Tip: Plantago coronopus can produce two different seed sizes. The larger seeds have a mucilage, which sticks to the soil when it meets water. These larger seeds should be sown in autumn, whereas the small ones should be sown in spring. Pay attention to the sowing instructions on the packet to know when to sow your buck’s-horn plantain seeds.

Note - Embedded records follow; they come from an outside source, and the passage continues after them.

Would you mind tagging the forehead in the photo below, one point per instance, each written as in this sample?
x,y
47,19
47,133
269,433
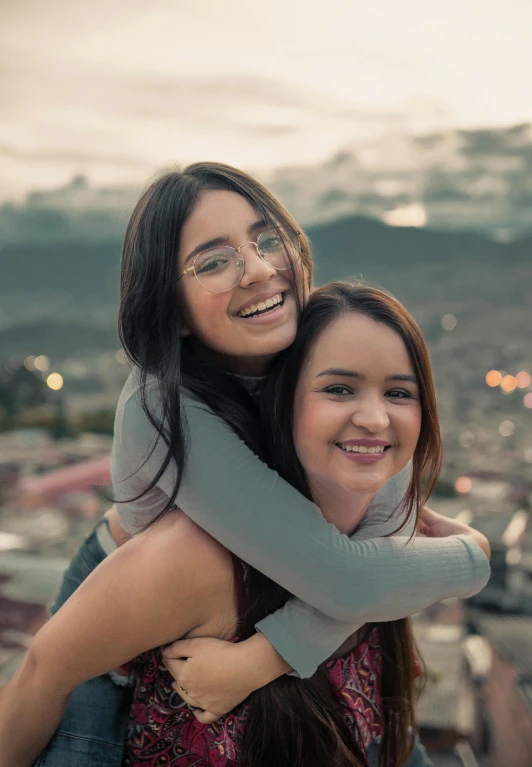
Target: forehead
x,y
358,342
218,213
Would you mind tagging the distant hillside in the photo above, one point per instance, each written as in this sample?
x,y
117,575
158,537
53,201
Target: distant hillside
x,y
66,294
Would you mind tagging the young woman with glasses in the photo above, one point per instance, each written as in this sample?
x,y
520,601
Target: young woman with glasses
x,y
202,318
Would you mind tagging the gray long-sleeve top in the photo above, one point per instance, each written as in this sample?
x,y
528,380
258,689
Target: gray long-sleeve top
x,y
339,583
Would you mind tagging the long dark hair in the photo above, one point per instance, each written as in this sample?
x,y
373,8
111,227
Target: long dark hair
x,y
151,317
300,722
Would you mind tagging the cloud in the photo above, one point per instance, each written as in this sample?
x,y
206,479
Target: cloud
x,y
67,157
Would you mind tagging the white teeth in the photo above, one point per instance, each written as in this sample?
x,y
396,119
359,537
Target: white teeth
x,y
261,306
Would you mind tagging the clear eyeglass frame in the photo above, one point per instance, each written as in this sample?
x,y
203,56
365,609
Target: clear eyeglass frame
x,y
289,235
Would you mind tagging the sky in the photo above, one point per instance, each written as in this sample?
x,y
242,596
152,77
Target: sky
x,y
116,90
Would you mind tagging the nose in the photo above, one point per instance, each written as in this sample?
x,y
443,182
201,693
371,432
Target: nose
x,y
256,269
370,413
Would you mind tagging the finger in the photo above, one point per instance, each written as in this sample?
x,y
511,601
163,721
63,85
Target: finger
x,y
206,717
181,648
186,697
175,666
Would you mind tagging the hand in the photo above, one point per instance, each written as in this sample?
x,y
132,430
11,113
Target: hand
x,y
215,675
435,525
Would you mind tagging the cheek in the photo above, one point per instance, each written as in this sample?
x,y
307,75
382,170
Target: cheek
x,y
312,430
411,428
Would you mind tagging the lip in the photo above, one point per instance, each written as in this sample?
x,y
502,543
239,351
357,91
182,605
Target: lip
x,y
278,314
363,457
262,297
366,442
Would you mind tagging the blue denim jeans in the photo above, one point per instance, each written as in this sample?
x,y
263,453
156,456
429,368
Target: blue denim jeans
x,y
93,730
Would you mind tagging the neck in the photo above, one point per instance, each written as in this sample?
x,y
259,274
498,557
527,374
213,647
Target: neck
x,y
344,510
244,366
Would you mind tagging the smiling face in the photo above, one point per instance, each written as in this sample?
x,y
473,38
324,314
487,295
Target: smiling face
x,y
357,411
242,344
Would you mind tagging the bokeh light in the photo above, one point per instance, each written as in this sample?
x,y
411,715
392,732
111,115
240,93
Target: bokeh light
x,y
509,383
506,428
463,485
41,363
466,438
493,378
55,381
448,322
523,379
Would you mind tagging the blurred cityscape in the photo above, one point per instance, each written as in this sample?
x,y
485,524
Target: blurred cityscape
x,y
61,373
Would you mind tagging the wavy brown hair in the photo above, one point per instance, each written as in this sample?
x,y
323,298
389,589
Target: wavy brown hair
x,y
151,315
300,723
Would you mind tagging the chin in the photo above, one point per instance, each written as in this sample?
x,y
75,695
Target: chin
x,y
366,485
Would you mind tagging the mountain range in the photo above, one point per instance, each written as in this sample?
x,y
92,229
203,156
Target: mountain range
x,y
63,295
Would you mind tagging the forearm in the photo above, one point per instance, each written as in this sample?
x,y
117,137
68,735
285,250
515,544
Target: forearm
x,y
30,713
262,661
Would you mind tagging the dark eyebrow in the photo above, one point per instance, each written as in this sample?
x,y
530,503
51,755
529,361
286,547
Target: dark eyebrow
x,y
214,243
353,374
339,372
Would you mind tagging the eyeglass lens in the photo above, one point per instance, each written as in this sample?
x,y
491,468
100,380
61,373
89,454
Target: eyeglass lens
x,y
220,269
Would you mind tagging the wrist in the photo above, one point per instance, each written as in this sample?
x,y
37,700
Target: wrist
x,y
263,662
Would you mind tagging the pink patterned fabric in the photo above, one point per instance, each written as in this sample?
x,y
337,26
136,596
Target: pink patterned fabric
x,y
164,732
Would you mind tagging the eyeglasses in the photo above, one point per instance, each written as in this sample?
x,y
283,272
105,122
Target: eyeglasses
x,y
220,269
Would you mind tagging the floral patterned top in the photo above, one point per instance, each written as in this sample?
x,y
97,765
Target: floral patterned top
x,y
163,731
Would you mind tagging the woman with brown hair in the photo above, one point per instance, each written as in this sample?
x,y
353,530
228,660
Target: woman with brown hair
x,y
214,275
348,406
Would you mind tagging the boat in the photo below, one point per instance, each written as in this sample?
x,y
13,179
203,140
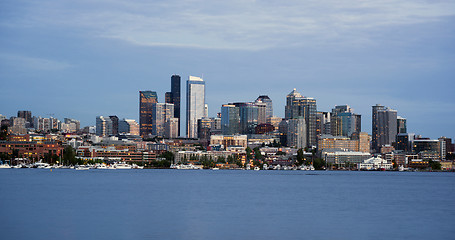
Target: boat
x,y
6,165
81,167
135,166
122,166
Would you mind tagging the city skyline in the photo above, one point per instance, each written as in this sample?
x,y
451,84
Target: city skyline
x,y
82,60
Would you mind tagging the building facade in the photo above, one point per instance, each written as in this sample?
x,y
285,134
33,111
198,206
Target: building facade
x,y
195,104
146,101
299,106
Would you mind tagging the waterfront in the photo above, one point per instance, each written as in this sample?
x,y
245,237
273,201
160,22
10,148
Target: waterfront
x,y
225,204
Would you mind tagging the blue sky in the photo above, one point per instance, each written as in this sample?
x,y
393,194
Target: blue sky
x,y
81,59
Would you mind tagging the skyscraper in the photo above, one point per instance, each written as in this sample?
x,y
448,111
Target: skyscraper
x,y
195,104
230,119
174,97
103,126
162,112
344,122
146,100
401,125
384,126
269,106
296,133
299,106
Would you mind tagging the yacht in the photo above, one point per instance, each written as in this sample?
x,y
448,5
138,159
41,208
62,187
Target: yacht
x,y
5,165
122,166
82,167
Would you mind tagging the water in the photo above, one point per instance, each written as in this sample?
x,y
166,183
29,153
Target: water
x,y
225,204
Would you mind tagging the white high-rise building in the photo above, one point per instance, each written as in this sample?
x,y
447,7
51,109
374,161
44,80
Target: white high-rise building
x,y
195,104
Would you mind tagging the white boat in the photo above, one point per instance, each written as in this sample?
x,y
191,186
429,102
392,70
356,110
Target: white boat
x,y
5,165
81,167
42,165
122,166
135,166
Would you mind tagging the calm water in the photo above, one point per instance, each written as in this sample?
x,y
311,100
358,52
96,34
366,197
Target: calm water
x,y
206,204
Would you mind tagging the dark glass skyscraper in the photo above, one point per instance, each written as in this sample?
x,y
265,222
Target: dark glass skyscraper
x,y
384,126
300,106
146,100
174,97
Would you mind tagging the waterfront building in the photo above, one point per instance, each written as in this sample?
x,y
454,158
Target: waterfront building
x,y
340,157
384,126
375,163
269,106
195,104
404,142
161,113
174,97
229,140
76,122
146,100
296,134
299,106
103,126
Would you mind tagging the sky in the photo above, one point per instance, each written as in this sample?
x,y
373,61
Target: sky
x,y
82,59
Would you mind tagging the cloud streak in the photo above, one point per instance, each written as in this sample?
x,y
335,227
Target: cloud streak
x,y
245,25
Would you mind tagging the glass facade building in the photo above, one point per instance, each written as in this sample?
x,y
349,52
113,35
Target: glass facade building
x,y
195,104
299,106
146,100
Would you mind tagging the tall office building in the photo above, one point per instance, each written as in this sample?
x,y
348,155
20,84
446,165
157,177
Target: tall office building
x,y
269,106
230,119
344,122
146,100
296,133
384,126
27,115
401,125
174,97
162,112
128,126
114,120
195,104
103,126
299,106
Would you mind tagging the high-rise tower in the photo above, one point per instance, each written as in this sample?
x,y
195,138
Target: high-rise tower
x,y
384,126
299,106
146,100
174,97
195,104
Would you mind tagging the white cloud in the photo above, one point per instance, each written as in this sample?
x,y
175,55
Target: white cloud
x,y
239,24
26,62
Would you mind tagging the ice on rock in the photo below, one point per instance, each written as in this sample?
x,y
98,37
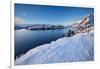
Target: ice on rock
x,y
67,49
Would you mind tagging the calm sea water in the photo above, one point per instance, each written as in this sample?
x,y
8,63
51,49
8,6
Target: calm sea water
x,y
28,39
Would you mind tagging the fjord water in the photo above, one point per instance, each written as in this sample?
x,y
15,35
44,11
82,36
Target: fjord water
x,y
28,39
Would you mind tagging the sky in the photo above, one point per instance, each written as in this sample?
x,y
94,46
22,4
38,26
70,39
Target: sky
x,y
46,14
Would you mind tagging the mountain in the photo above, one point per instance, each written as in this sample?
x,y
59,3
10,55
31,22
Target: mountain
x,y
66,49
38,26
86,24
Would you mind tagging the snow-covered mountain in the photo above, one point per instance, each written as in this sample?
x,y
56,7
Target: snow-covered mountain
x,y
38,26
44,27
86,24
72,49
79,47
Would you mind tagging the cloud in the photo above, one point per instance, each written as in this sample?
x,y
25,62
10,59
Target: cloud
x,y
18,20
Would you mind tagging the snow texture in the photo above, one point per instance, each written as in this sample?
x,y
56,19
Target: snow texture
x,y
79,47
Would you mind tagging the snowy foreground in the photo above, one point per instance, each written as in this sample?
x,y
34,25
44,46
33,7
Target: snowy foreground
x,y
79,47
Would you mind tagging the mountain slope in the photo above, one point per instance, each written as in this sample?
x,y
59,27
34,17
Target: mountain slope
x,y
67,49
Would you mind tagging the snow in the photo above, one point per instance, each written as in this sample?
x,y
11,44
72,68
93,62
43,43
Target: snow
x,y
67,49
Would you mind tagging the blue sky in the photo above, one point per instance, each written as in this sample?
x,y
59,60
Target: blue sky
x,y
44,14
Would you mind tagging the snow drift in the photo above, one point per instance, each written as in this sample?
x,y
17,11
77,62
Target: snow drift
x,y
67,49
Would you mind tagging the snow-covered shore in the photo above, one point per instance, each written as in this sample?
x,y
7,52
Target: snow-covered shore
x,y
79,47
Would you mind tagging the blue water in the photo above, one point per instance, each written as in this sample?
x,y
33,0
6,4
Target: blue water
x,y
28,39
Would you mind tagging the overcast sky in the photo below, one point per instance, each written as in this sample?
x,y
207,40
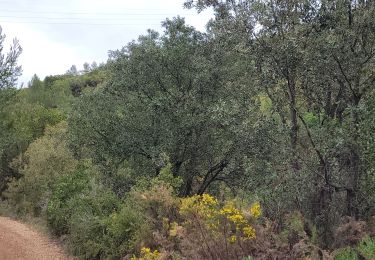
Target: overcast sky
x,y
56,34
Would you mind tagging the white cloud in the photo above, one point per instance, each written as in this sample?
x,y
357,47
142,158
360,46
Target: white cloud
x,y
56,34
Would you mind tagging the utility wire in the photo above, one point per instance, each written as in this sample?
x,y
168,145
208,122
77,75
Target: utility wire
x,y
129,12
67,23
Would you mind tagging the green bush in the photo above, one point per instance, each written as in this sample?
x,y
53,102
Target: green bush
x,y
367,248
346,253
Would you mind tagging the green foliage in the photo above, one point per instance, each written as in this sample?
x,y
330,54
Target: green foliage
x,y
346,254
40,166
9,70
367,248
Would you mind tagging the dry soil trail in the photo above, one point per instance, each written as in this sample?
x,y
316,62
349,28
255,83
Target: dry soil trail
x,y
17,241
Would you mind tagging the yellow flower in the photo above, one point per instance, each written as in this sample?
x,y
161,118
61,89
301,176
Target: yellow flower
x,y
146,254
249,232
232,239
255,210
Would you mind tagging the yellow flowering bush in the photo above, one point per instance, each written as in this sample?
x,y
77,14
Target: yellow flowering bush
x,y
205,211
255,210
147,254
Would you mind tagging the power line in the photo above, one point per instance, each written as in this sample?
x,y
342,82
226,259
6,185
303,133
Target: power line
x,y
76,18
67,23
129,12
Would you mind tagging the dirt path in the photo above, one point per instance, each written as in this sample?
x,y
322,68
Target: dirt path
x,y
17,241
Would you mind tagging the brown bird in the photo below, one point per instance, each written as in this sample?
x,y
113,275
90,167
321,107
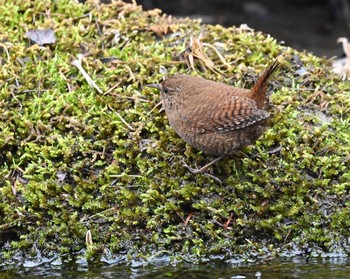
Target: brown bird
x,y
213,117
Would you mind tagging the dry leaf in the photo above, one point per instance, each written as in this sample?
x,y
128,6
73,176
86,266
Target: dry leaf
x,y
41,37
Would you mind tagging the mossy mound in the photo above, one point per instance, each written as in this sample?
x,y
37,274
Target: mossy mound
x,y
73,159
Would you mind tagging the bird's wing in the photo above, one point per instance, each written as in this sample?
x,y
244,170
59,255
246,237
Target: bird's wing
x,y
223,114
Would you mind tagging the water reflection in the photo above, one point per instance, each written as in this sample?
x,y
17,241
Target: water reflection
x,y
327,268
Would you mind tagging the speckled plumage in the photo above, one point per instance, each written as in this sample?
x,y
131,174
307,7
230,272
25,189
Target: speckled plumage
x,y
214,117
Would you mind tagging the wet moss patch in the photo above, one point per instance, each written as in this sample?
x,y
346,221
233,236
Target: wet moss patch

Organic Herb & Seedling Compost, 20L
Organic Herb & Seedling Compost, 20L
  • Perfect for herbs as well as sowing, propagating & transplanting
  • For aromatic herbs & healthy seedlings with strong roots
  • Peat-free & organic soil: CO2-saving composition

When growing buck’s-horn plantains in containers or pots, make sure they have drainage holes as well as a drainage layer of gravel or stones to prevent waterlogging − too much moisture can cause the leaf rosettes to rot. Even in the bed, it is important to make sure that rainwater can drain away.

Buck’s-horn plantain care

Plantago coronopus is easy to care for and will reproduce abundantly if the location suits it. Fertilising is only necessary if the soil is very poor. For young plants, add a little compost to help them get started. If you notice that the plants are growing too close together, dig them up to separate them or remove them altogether.

Tip: buck’s-horn plantain seeds are easily spread by wind and rain. If you want to avoid rapid spreading, cut off the seed stalks before the seeds ripen.

Minutina bearing little white flowers
Buck’s horn plantain has inflorescences with small individual flowers [Photo: Martin Fowler/ Shutterstock.com]

Buck’s-horn plantain as a medicinal plant: harvest, effect and use

Buck’s-horn plantain is often found in salad recipes. It contains calcium, vitamin A and vitamin B2. The leaves can be treated like spinach and are wonderful in omelettes or as vegetable side dishes. The flowers are also edible, although not commonly used in the kitchen. Unlike ribwort and greater plantain, there is no scientific evidence that buck’s-horn plantain has healing properties. Even so, folk medicine uses it to treat coughs and colds. Buck’s-horn plantain can also be enjoyed as a tea.

You can harvest buck’s-horn plantain all year round. Cut off the leaves just above the base to ensure new shoots. Use it quickly, as it can only be stored for a few days. Store buck’s-horn plantain leaves in a damp kitchen towel.

Minutina grows in stony grass
The fine leaves can be harvested and prepared all year round [Photo: arousa/ Shutterstock.com]

What does buck’s-horn plantain taste like? Young leaves taste mildly bitter and somewhat salty. Older leaves have less intense taste and are tougher, making them better suited to sautéing and blanching. Some people say buck’s-horn plantain leaves taste like spinach.